Leander Clark

Leander Clark

Leander Clark (July 17, 1823 - December 22, 1910) was an American businessman, Iowa state legislator, Union Army officer during the Civil War, and Indian agent who was the namesake for Leander Clark College.[1]

Clark was born July 17, 1823, in Wakeman, Huron County, Ohio, where he spent his childhood on his family's farm. He was educated in the public schools and at the Academy of Oberlin College. In 1846 he moved from Ohio to Port Washington, Wisconsin, where he worked as a surveyor, in a drug store owned by an older brother, and as deputy sheriff. In 1849, he undertook an overland journey to California to join the Gold Rush there. In California, he engaged in mining, packing, and trading, principally in the vicinity of Shasta and Yreka. He returned east via sea and the isthmus of Panama in 1852 after accumulating between $3,000 and $4,000.[2]

In 1852, after his sojourn in California, he settled in Tama County, Iowa. In 1855 he became a justice of the peace in Tama County, in 1857 he began a four-year term as county judge, and in 1861 he began a term as the county's representative in the Iowa General Assembly.[1][3]

After the outbreak of the Civil War in 1862, he resigned his legislative seat to enlist in the 24th Iowa Volunteer Infantry Regiment. He enlisted as a private but was elected captain of his company. He remained in the Army throughout the war, receiving minor wounds at the battles of Champion Hill (Mississippi) and Winchester (Virginia). He was promoted to major in September 1864 and lieutenant colonel in January 1865 and mustered out in August 1865.[1]

Upon returning to civilian life after the war, he served another term in the General Assembly, and in 1866 became Indian agent for the Sac and Fox.[1][3] In 1882, Clark Township, Tama County, Iowa, was named in honor of Judge Leander Clark.[4]

Clark became wealthy through the buying and selling of land, first in Iowa and later also in the Dakotas and Missouri. He also served for many years as president of the Toledo Savings Bank in Toledo, the county seat of Tama County where he made his home.[1]

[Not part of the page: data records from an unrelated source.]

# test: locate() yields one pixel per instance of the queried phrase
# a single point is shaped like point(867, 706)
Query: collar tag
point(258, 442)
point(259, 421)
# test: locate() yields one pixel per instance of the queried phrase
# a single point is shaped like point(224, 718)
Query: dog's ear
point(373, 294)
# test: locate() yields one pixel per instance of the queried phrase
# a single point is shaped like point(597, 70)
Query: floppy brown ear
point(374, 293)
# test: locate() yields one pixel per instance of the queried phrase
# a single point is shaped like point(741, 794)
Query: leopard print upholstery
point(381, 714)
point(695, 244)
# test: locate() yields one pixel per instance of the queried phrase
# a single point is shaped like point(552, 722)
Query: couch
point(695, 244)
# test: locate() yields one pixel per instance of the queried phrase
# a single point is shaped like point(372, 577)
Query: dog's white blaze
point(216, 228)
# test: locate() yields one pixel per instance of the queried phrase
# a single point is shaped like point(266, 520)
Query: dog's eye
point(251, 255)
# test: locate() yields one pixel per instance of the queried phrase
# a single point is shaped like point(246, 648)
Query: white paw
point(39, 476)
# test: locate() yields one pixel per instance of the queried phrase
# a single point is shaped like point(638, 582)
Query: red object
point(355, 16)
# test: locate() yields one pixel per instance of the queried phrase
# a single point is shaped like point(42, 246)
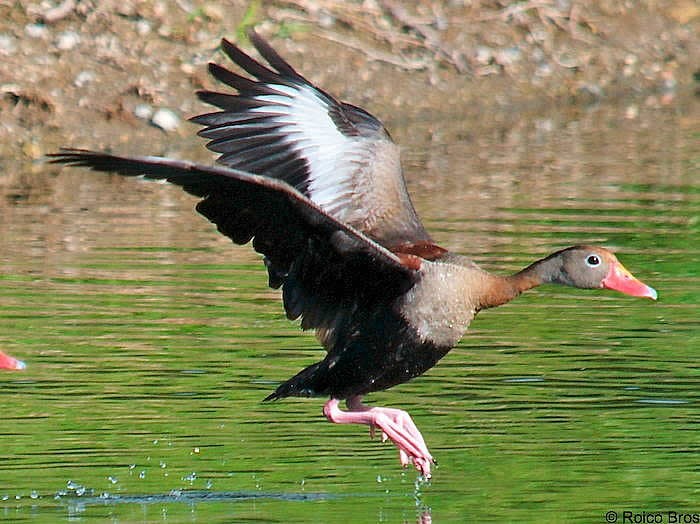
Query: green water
point(150, 342)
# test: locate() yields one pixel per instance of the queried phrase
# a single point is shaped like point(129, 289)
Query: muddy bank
point(121, 74)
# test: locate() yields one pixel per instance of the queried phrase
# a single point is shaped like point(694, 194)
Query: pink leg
point(395, 424)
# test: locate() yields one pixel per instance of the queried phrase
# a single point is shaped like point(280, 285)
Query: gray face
point(586, 266)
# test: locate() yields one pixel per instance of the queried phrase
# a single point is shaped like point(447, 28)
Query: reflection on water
point(151, 341)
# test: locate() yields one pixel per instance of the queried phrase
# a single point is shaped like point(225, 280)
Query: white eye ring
point(592, 260)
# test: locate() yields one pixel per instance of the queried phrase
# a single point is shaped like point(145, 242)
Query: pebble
point(143, 111)
point(84, 77)
point(67, 40)
point(36, 30)
point(165, 119)
point(7, 45)
point(143, 27)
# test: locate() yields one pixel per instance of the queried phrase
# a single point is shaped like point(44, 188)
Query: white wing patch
point(335, 160)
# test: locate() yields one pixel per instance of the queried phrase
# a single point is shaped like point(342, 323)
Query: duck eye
point(593, 260)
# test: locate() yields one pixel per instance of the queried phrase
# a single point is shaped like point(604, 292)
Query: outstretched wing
point(339, 156)
point(327, 269)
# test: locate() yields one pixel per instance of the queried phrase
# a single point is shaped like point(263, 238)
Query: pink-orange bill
point(8, 362)
point(623, 281)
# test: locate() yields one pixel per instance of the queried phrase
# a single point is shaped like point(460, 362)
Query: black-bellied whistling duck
point(317, 185)
point(8, 362)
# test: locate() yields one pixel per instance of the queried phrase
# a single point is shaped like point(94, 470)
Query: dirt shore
point(96, 74)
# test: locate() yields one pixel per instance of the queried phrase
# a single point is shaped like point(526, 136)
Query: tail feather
point(309, 382)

  1. ^ a b c d e Henry W. Ward (1911), Western, Leander-Clark College, 1856-1911, Otterbein Press, Dayton, Ohio.
  2. ^ History of Tama County Chapter XIII Archived 2008-07-25 at the Wayback Machine, Union Publishing Company, Springfield, Illinois. 1883. Transcribed by Iowa GenWeb Project and accessed online July 15, 2010.
  3. ^ a b "Representative Leander Clark". Retrieved 2010-07-27.
  4. ^ Page 662, "History of Tama County Iowa, 1883".